Young people, born approximately between 1995 and 2010, are commonly known as Generation Z, or Gen Z for short. Pope Francis has spoken to Gen Z on several occasions, including at World Youth Days (WYD) and in his 2019 apostolic exhortation, Christus Vivit (CV). Many in this generation are looking for a way to contribute and a way to belong. Our parishes can help them with those needs, even during this pandemic.
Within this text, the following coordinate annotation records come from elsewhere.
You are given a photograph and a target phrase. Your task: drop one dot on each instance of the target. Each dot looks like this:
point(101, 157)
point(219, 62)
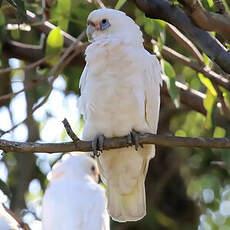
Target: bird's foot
point(134, 139)
point(97, 145)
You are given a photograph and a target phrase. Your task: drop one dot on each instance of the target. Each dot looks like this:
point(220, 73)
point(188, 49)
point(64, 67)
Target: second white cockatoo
point(120, 95)
point(74, 200)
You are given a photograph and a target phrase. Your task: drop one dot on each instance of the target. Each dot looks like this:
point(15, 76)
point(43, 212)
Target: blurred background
point(187, 188)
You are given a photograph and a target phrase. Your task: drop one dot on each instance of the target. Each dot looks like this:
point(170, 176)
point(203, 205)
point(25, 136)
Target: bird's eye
point(104, 21)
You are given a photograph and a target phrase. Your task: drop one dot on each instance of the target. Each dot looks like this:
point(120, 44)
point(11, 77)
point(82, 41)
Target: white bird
point(120, 95)
point(73, 200)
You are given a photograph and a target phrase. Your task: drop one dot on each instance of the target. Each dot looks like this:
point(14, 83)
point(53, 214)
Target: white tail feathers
point(127, 207)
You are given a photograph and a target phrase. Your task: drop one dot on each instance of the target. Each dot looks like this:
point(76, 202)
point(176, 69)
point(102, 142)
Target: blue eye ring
point(104, 24)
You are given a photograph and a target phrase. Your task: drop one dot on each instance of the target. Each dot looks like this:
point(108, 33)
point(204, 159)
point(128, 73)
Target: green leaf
point(206, 59)
point(15, 34)
point(119, 4)
point(227, 45)
point(209, 102)
point(5, 188)
point(20, 6)
point(210, 3)
point(61, 13)
point(170, 82)
point(54, 44)
point(219, 132)
point(208, 84)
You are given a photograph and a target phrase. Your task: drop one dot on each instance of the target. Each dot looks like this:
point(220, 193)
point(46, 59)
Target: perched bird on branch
point(74, 200)
point(120, 95)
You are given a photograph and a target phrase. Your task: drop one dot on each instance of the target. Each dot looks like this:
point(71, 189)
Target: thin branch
point(114, 143)
point(70, 132)
point(220, 6)
point(162, 9)
point(186, 43)
point(189, 97)
point(46, 27)
point(209, 21)
point(30, 66)
point(17, 219)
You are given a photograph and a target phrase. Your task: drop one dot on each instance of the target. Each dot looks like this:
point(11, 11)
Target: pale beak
point(96, 175)
point(90, 30)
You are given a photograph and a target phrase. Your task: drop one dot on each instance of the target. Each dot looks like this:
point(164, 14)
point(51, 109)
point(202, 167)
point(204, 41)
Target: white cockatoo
point(120, 95)
point(74, 200)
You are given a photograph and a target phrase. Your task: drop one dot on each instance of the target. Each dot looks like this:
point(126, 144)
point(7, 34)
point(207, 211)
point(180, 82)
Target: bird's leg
point(97, 145)
point(134, 138)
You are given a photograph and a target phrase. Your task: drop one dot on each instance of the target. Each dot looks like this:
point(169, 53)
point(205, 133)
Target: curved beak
point(89, 32)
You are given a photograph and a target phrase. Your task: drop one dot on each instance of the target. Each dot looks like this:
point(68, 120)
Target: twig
point(70, 132)
point(18, 220)
point(46, 27)
point(114, 143)
point(220, 6)
point(185, 42)
point(170, 53)
point(209, 21)
point(225, 109)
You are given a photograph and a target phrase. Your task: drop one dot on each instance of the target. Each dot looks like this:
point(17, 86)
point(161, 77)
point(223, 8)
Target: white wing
point(70, 205)
point(83, 77)
point(152, 84)
point(97, 217)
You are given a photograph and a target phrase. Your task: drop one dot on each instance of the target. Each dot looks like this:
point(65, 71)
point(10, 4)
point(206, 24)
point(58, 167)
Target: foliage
point(185, 188)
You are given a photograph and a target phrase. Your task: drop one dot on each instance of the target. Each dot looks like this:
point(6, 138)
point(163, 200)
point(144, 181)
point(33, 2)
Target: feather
point(121, 93)
point(73, 199)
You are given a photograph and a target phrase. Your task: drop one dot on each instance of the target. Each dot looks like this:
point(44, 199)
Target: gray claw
point(136, 139)
point(97, 145)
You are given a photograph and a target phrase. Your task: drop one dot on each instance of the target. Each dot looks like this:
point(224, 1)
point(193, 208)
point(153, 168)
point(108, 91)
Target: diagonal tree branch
point(162, 9)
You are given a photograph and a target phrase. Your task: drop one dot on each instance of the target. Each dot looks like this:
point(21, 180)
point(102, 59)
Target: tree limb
point(208, 20)
point(185, 42)
point(162, 9)
point(114, 143)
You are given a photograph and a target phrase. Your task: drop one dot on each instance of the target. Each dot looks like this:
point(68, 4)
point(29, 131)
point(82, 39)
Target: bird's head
point(103, 23)
point(75, 167)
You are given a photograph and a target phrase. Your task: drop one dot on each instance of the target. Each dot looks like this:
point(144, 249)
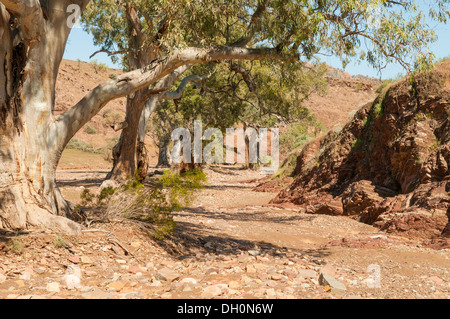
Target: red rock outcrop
point(389, 166)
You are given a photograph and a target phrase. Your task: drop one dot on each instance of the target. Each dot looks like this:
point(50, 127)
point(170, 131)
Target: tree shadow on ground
point(246, 215)
point(190, 239)
point(86, 182)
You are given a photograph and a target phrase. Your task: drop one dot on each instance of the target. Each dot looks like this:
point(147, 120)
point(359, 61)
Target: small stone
point(212, 271)
point(96, 293)
point(39, 271)
point(156, 283)
point(211, 292)
point(90, 273)
point(336, 286)
point(117, 285)
point(438, 281)
point(189, 281)
point(135, 244)
point(254, 252)
point(167, 274)
point(75, 259)
point(307, 273)
point(134, 270)
point(86, 260)
point(329, 270)
point(166, 295)
point(234, 284)
point(53, 287)
point(250, 269)
point(271, 293)
point(276, 277)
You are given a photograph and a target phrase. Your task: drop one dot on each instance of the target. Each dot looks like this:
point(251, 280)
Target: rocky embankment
point(389, 166)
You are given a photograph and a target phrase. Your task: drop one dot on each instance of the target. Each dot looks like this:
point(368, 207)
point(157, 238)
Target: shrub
point(99, 66)
point(16, 246)
point(149, 207)
point(112, 118)
point(90, 130)
point(76, 144)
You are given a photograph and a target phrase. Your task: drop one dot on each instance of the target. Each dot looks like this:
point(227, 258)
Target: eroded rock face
point(389, 166)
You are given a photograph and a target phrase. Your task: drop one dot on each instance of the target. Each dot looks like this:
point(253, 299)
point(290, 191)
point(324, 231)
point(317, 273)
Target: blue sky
point(80, 46)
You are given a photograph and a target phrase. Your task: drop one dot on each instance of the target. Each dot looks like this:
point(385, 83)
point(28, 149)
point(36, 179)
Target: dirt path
point(229, 244)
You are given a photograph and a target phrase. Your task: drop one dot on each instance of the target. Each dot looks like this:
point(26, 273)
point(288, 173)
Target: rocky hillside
point(389, 166)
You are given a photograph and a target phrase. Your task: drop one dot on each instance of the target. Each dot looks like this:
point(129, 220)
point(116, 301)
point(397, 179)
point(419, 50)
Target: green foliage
point(436, 144)
point(383, 85)
point(357, 144)
point(99, 66)
point(148, 206)
point(299, 133)
point(90, 130)
point(182, 186)
point(59, 242)
point(112, 117)
point(76, 144)
point(16, 246)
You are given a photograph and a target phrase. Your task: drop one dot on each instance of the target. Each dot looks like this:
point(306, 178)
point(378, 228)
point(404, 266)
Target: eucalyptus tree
point(33, 38)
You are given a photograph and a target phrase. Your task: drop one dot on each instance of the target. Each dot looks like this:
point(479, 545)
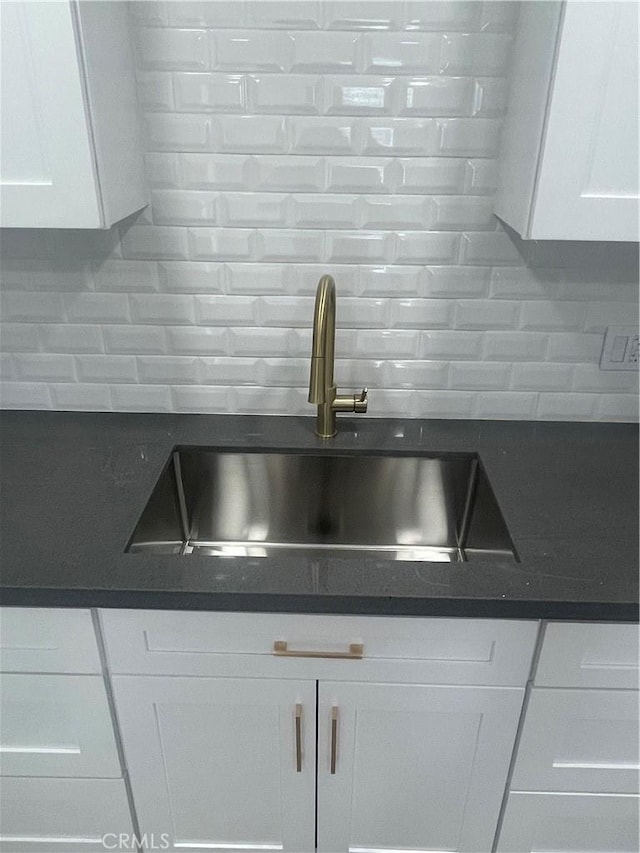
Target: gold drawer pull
point(356, 652)
point(334, 738)
point(298, 738)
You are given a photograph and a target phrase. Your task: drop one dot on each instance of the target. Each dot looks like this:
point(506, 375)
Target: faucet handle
point(360, 403)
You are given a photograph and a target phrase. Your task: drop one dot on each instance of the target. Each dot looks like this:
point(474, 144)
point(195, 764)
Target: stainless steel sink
point(428, 508)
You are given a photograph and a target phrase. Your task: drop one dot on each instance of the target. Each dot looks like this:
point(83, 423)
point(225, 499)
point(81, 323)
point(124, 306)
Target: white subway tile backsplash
point(566, 406)
point(81, 397)
point(20, 337)
point(450, 345)
point(249, 134)
point(291, 174)
point(183, 207)
point(361, 14)
point(155, 90)
point(296, 14)
point(321, 135)
point(168, 370)
point(134, 340)
point(421, 313)
point(220, 244)
point(552, 316)
point(402, 53)
point(155, 242)
point(418, 247)
point(542, 377)
point(334, 211)
point(210, 92)
point(243, 210)
point(97, 307)
point(252, 50)
point(189, 277)
point(226, 310)
point(358, 247)
point(470, 137)
point(177, 132)
point(286, 140)
point(511, 405)
point(402, 137)
point(458, 213)
point(141, 398)
point(162, 308)
point(415, 374)
point(41, 366)
point(431, 175)
point(389, 281)
point(289, 246)
point(31, 307)
point(25, 395)
point(256, 279)
point(197, 340)
point(393, 212)
point(106, 368)
point(68, 338)
point(172, 49)
point(354, 96)
point(441, 15)
point(289, 95)
point(486, 314)
point(324, 53)
point(435, 96)
point(616, 407)
point(215, 171)
point(482, 54)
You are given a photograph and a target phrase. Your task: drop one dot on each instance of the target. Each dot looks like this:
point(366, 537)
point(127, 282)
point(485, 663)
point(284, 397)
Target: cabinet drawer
point(567, 823)
point(65, 815)
point(56, 725)
point(34, 639)
point(440, 651)
point(579, 740)
point(589, 655)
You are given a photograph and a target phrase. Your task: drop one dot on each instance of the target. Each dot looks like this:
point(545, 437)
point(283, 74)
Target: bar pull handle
point(281, 649)
point(334, 739)
point(298, 738)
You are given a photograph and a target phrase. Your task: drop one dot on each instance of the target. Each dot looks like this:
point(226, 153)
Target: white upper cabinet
point(570, 164)
point(70, 142)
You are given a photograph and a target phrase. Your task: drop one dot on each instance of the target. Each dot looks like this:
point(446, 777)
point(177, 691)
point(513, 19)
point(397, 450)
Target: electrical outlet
point(620, 348)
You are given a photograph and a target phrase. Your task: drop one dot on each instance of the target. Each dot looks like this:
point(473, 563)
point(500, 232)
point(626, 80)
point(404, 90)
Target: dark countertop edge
point(328, 604)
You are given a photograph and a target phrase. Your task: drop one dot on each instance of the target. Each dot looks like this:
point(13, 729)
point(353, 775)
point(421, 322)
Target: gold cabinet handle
point(281, 649)
point(334, 738)
point(298, 738)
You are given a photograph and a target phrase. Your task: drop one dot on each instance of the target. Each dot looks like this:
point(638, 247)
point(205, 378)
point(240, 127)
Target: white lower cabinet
point(412, 767)
point(221, 763)
point(339, 746)
point(570, 823)
point(575, 782)
point(64, 815)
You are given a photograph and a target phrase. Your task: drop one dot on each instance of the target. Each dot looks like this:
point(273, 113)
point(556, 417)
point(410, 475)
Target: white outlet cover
point(620, 348)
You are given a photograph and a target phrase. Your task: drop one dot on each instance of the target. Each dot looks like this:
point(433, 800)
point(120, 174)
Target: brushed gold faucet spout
point(322, 389)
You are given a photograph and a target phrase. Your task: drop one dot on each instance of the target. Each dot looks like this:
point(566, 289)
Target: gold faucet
point(322, 389)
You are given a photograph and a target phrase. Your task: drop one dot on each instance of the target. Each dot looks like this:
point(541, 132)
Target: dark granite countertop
point(73, 486)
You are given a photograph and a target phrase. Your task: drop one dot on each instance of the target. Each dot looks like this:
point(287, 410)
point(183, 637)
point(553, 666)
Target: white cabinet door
point(579, 740)
point(415, 767)
point(47, 170)
point(214, 762)
point(56, 725)
point(570, 823)
point(588, 176)
point(64, 815)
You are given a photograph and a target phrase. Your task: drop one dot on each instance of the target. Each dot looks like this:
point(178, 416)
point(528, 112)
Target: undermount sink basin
point(427, 508)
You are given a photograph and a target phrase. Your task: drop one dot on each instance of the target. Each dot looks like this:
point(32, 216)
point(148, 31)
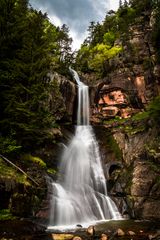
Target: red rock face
point(113, 103)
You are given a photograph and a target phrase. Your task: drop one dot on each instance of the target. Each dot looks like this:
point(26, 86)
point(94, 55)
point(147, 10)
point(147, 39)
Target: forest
point(38, 102)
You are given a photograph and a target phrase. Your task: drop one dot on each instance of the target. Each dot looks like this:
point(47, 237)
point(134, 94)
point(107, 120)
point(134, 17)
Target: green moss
point(10, 173)
point(51, 171)
point(37, 160)
point(140, 116)
point(114, 147)
point(6, 215)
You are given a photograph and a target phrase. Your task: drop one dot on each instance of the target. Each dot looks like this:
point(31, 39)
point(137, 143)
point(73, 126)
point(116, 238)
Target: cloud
point(77, 14)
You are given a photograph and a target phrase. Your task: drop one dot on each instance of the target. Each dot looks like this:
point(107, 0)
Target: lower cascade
point(80, 193)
“Dear young people, do not bury your talents, the gifts that God has given you! Do not be afraid to dream of great things!” - WYD 2016
Gen Z, as with all generations, has unique characteristics. In general, Gen Z-ers desire experiences more than things, and they want to address root issues facing the world today in order to affect social change. They have grown up in an entirely digital age, and they use it to engage with the world they live in, to learn and to build relationships. They are interested in processes and how things work. They seek relationships with others that are based on mutual understanding and respect. Members of Gen Z also generally have a hunger for experiences of prayer and silence, and as a church, we have the unique opportunity to provide these experiences to meet their needs.
“Today, we need a Church capable of walking at people’s side, of doing more than simply listening to them; a Church which accompanies them on their journey…” - WYD 2013
The desire to serve, pray, and build relationships are all avenues our parishes can use to engage Gen Z, help them grow as disciples, and empower them to lead. We need to look at ways our parishes can provide intentional opportunities for this. Do our discipleship opportunities consider the diverse needs and gifts of this generation? How do we encourage Gen Z to lead? How are our parishes embracing intentional ministry to youth? We have an opportunity to minister to this generation in a variety of ways, accompanying them on their faith journeys. Begin by assessing your parish's ministry to young people .
“We need projects that can strengthen them (youth), accompany them and impel them to encounter others, to engage in generous service, in mission.” - CV 30
“The church needs you, your enthusiasm, your creativity and the joy that is characteristic of you.”
- WYD 2013
Gen Z typically volunteer in great numbers and respond well to experiences, relationships, and collaboration. Young people feel a need to belong, and our churches can meet that need by providing opportunities of involvement and community with some simple steps:
• Ask young people in Gen Z about their unique interests.
• Match their gifts and talents with opportunities in parish service outreach, liturgical ministry roles, as mentors, as catechists, on parish commissions, and as peer leaders, to name a few. If you aren’t sure how to do this, reach out to the Office of Youth Ministry .
• Presently, during this pandemic, parishes across the country are utilizing Gen Z’s gifts, talents and characteristics to serve in ways that “typical volunteers” in more at-risk groups are unable to at this time. They are being called upon to lector, greet, make food deliveries, connect in small groups, etc.
Pope Francis reminds us in Christus Vivit : “We cannot just say that young people are the future of our world. They are its present.” Let us make sure our parishes our places that young people and their families know this to be true.